Material Considerations

The calculated axial forces are used to check against allowable stress limits:

[ \sigma = \frac{F}{A} ]

where ( \sigma ) is stress, ( F ) is axial force, and ( A ) is the cross‑sectional area. For steel trusses, a common allowable stress is about 250 MPa. If a member’s stress exceeds this value, the designer must increase the area or select a stronger material.

Easier said than done, but still worth knowing.

Stability and Determinacy

A planar truss is statically determinate when

[ m = 2j - 3 ]

where ( m ) is the number of members and ( j ) the number of joints. Practically speaking, activity 2. 1 typically satisfies this condition, guaranteeing that the three global equilibrium equations are sufficient to solve for all reactions and internal forces That's the whole idea..

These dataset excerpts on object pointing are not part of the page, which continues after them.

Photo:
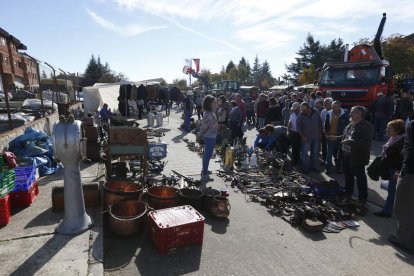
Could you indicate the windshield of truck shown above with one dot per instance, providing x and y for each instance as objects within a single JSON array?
[{"x": 349, "y": 77}]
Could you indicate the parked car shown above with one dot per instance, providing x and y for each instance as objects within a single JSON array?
[{"x": 22, "y": 95}]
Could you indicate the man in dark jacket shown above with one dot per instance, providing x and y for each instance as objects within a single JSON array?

Frequently Asked Questions (FAQ)

Q1: What if the truss has more than three unknown members in the cut section?
A: The method of sections is limited to three unknowns because only three equilibrium equations exist in a plane. Redraw the cut to pass through a different set of members, or revert to the method of joints for a systematic solution.

Q2: Can I assume all members are either tension or compression without calculation?
A: Not safely. While intuition (top chords compress, bottom chords tension) helps, complex loading or geometry can reverse the expected nature. Always verify with equilibrium equations And that's really what it comes down to. That alone is useful..

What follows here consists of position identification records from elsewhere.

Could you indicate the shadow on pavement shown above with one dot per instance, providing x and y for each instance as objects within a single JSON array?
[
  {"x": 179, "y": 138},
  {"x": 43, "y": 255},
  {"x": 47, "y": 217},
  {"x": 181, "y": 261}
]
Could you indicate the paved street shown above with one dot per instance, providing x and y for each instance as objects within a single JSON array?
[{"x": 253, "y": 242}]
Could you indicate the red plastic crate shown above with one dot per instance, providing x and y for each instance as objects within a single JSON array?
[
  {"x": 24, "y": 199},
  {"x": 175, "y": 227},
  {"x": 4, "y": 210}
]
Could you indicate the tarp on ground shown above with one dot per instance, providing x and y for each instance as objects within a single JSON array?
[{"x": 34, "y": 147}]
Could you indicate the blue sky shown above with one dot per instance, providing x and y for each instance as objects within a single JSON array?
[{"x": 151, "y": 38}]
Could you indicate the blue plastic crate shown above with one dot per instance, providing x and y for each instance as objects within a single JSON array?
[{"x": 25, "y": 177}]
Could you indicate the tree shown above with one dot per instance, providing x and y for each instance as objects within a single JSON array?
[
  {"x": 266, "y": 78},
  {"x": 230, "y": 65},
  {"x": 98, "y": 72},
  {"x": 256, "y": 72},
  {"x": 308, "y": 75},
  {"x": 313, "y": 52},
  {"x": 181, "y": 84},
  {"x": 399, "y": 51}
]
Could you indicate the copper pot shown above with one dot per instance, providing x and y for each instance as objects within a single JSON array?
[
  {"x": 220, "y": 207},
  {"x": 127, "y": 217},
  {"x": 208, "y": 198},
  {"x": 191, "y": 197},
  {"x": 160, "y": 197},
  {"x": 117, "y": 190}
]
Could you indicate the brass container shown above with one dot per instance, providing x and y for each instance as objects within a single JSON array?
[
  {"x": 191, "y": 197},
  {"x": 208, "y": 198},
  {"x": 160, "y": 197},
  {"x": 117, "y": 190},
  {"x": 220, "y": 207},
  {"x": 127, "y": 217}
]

Q3: How do I handle distributed loads on a truss?
A: Convert the distributed load into an equivalent point load acting at the centroid of the distribution, then treat it as a standard external load in the FBD.

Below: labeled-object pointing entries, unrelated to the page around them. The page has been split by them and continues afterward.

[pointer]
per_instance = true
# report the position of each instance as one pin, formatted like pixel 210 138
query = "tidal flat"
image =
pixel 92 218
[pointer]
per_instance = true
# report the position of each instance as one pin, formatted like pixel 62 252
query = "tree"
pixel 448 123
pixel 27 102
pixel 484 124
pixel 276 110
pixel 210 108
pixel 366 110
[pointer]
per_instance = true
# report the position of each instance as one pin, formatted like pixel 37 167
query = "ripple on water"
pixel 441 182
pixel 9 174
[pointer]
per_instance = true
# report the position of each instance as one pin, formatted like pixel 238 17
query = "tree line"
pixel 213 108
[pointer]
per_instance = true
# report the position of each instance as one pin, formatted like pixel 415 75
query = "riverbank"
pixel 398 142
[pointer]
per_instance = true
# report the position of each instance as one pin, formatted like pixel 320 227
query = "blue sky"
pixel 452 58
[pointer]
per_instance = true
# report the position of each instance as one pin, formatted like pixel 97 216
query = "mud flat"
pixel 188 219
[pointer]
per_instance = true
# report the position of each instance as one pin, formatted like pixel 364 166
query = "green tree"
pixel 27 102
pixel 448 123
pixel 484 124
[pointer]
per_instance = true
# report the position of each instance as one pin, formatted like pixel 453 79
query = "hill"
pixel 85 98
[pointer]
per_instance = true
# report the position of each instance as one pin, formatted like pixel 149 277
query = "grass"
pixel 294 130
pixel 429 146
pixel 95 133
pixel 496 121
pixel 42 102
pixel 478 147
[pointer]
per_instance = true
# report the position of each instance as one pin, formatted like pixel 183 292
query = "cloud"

Q4: Why are zero‑force members useful?
A: Identifying them early reduces the number of equations you must solve, saves time, and prevents unnecessary calculations that could introduce rounding errors Not complicated — just consistent..

Q5: What software can I use to check my hand calculations?
A: Free tools like Free Body Diagram apps, or professional packages such as SAP2000, STAAD.Pro, and RISA‑3D can model trusses and output member forces for verification Simple, but easy to overlook..

Conclusion

Activity 2.1’s six‑step truss analysis provides a clear roadmap from a raw diagram to a complete set of member forces. By drawing an accurate free‑body diagram, calculating support reactions, identifying zero‑force members, selecting an appropriate method of sections, applying equilibrium equations, and finally verifying the results, you develop both a deep conceptual understanding and a reliable computational technique It's one of those things that adds up..

Mastering this process equips you to tackle more advanced structures—such as three‑dimensional space frames or trusses with redundant supports—while retaining the confidence that every force balance is satisfied. Keep the steps handy, practice with different truss configurations, and soon the six‑step method will become second nature, enabling you to solve real‑world engineering challenges efficiently and accurately.